IU Northwest Chancellor William J. Lowe agrees.

“We are proud to have Dr. Bankston remain in his position as founding dean of our College of Health and Human Services, and are fortunate that he will work with the new leadership of the Northwest campus’s medical school to provide exciting new opportunities for undergraduate students, including a strengthened relationship with IU School of Medicine,” Lowe said.

Vicki Román-Lagunas, who was appointed IU Northwest’s executive vice chancellor for academic affairs in July, added that Bankston will continue to support and serve as an advisor to academic leaders on campus.

"Dean Bankston’s service to IU Northwest as senior dean and senior leader continues to be invaluable to the academic community at our campus,” Román-Lagunas said. “I look forward to his continued leadership, and count on his tremendous mentoring for the newer academic leaders at IU Northwest – including me.”

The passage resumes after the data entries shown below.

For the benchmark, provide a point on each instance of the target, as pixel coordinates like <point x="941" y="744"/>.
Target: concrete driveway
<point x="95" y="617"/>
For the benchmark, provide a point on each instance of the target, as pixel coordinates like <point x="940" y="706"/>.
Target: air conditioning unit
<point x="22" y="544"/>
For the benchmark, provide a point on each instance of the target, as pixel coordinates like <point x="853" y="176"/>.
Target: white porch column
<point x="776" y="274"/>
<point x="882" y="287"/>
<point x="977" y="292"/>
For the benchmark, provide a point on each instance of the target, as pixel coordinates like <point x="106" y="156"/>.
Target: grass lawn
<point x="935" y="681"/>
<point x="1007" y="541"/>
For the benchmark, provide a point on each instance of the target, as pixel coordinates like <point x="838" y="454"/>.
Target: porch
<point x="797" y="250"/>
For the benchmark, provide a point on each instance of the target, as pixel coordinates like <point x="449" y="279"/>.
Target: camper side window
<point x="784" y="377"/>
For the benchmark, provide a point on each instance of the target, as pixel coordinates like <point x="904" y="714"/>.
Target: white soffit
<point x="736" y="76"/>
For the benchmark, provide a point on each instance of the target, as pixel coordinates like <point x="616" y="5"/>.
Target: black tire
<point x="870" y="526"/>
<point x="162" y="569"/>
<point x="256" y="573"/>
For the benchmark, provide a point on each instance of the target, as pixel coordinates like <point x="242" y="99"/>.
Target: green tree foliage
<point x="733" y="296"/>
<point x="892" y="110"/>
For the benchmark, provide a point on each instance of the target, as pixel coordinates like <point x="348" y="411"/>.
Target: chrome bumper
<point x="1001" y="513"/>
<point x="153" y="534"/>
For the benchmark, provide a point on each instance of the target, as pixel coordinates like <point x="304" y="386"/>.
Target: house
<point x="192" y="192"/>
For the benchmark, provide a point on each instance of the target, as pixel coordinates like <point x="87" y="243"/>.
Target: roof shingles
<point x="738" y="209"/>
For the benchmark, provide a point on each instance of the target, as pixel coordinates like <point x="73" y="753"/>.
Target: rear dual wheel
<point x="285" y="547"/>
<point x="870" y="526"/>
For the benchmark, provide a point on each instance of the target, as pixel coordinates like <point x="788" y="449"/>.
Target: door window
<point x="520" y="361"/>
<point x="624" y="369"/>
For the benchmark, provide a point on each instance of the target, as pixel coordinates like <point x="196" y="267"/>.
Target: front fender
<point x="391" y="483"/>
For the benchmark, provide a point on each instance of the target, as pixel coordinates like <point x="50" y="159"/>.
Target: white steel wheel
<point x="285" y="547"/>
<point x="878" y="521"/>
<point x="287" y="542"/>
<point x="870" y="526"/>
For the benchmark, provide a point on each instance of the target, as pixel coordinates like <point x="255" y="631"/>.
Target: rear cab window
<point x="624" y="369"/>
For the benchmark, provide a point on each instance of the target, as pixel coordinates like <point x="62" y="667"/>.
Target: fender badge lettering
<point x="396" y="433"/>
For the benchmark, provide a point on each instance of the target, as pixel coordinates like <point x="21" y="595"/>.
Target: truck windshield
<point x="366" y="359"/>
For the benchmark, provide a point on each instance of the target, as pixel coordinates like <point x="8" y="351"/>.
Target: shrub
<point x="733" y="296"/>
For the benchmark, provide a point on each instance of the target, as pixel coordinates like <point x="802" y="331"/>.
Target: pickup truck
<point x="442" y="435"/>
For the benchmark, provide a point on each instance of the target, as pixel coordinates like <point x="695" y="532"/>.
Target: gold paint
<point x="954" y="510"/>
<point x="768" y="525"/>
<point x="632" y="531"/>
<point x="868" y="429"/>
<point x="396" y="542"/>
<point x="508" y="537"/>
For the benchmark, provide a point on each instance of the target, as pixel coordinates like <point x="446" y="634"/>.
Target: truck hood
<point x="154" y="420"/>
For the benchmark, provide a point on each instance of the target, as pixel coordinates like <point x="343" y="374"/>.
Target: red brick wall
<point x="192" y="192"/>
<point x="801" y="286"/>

Bankston earned his Bachelor of Arts in Biology from Hobart College in Geneva, NY in 1968. He received his doctorate in anatomy from the University of Chicago in 1973. He has been a faculty member at IUSM since 1978. He was appointed interim assistant dean of what was then called the Northwest Center for Medical Education in 2005 and named its assistant dean in 2006. He helped create the College of Health and Human Services under then-Chancellor Bruce W. Bergland at IU Northwest and, along with his IUSM role, became its first dean in 2008. Since that time, he has also served for a year as interim dean of the School of Public and Environmental Affairs and a year as interim dean of the School of Education at IU Northwest.

About Indiana University Northwest
One of eight campuses of Indiana University, IU Northwest is located in metropolitan Northwest Indiana, approximately 30 miles southeast of Chicago and 10 miles from the Indiana Dunes National Lakeshore. The campus has a diverse student population of approximately 4,000 degree-seeking students and 1,500 dual-degree-seeking students. The campus offers Associate, Baccalaureate and Master’s degrees in a variety of undergraduate, graduate and pre-professional degree options available from the College of Arts and Sciences, the College of Health and Human Services, the School of Business and Economics, and the School of Education. The campus is also host to IU School of Medicine-Northwest-Gary, which actively involves students in research and local healthcare needs through its four-year medical doctorate program. IU Northwest emphasizes high-quality teaching, faculty and student research and engagement on campus and in the community. As a student-centered campus, IU Northwest is committed to academic excellence characterized by a love of ideas and achievement in learning, discovery, creativity and engagement. Indiana University Northwest is an equal opportunity/affirmative action employer committed to achieving excellence through diversity. The University actively encourages applications from women, minorities, veterans, persons with disabilities, and members of other underrepresented groups.